Obviamente que a União Europeia sabia do possível ricochete que as sanções iriam causar, mas outros interesses falaram mais alto, até que em 2023 resolveram alterar as regras do boicote, no que foi acompanhada pelos Estados Unidos. E porquê? Porque Putin, logicamente, mudou as rotas de exportação para a Índia, China e Turquia, aumentando o volume para compensar a baixa de preço do barril. Foi assim que, o ano passado, o crude russo dos Urais foi vendido a uma média de 42 USD/barril, contra 84/85 USD nos mercados internacionais. O prejuízo foi grande, atingindo 175 milhões USD/dia, mas apenas em preços por barril, porque as exportações para terceiros, principalmente China e Índia, subiram em flecha, compensando a perda. E quem comprou o produto final, após refinação nos intermediários? Os europeus, os tais que encerram centrais nucleares para encher os bolsos das petrolíferas, enquanto tecem loas à descarbonização. Esta é apenas uma faceta da farsa energética, ao que se deduz das palavras de uma guru lisboeta, especialista em redes elétricas e energia, quando desvaloriza as centrais nucleares, porque… produzem excesso de energia. Mas não fez uma única referência aos SMR –Small Modular Reactors, que irão inundar o mercado global logo que os lóbis do fóssil, do eólico e do solar considerem lucrativa a aposta. Muito menos, bem ao jeito dos farsantes em jogo, à tremenda evolução da tecnologia de fusão nuclear, que já perspetiva SMRs de fusão, capazes de propulsar navios e aviões. Entretanto, o consumidor português, mais ainda que o europeu, paga os custos de manutenção de equilíbrio contratual– os famosos CMEC — ou outros quaisquer cmic-cmoc-cmucs que nos sobem o preço da luz para patamares inadmissíveis.

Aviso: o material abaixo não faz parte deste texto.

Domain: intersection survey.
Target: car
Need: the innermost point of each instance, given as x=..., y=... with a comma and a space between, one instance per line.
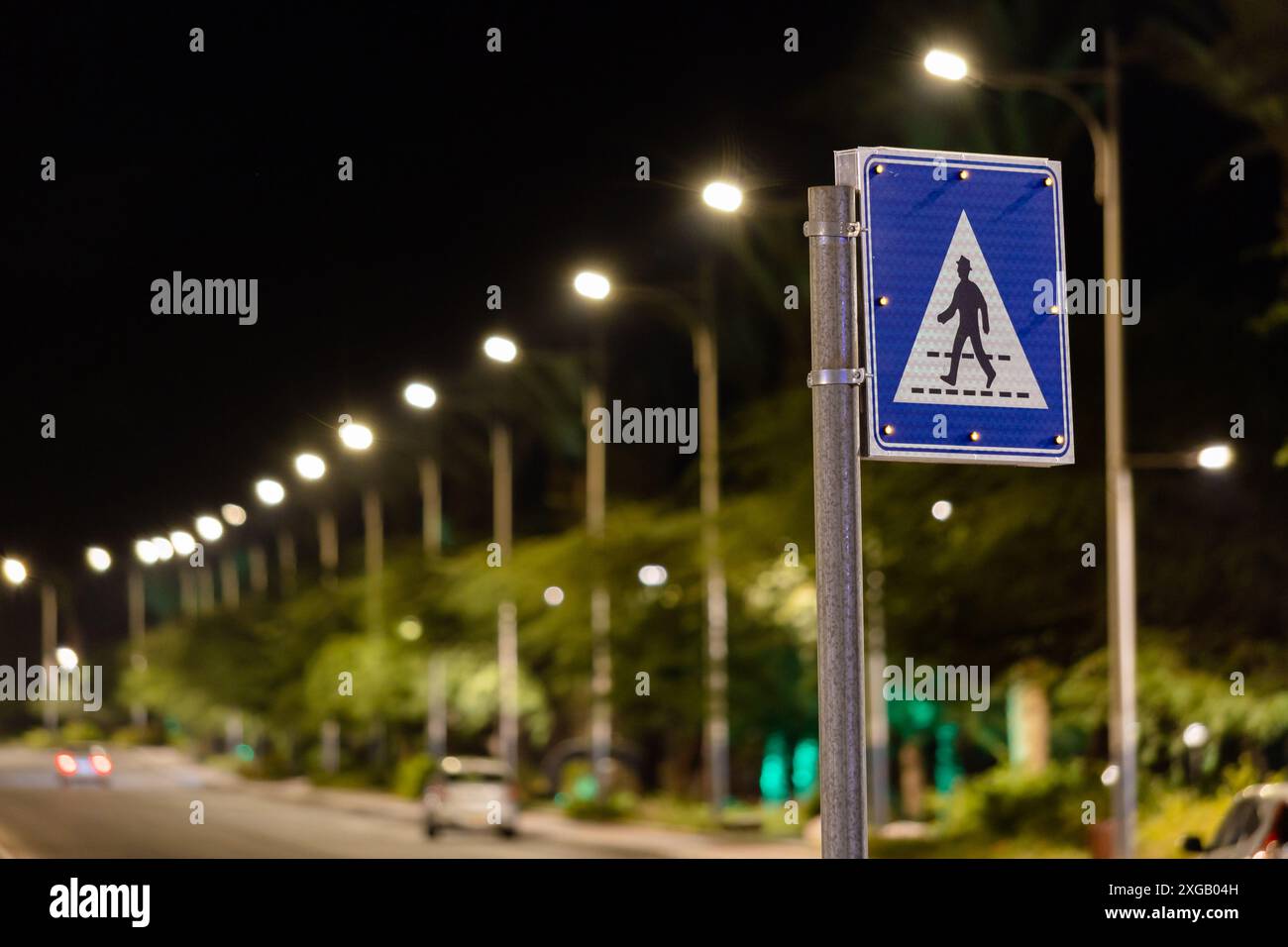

Eram estas e outras matérias essenciais para o desenvolvimento dos Açores, como é o caso da água do ordenamento territorial, que gostaríamos de ter visto e ouvido abordar pelos partidos políticos durante a campanha eleitoral. Porém, do mesmo modo que há quem ponha na prateleira o “core business” futuro da energia nuclear, também aqui a farsa e os farsantes ditaram suas leis.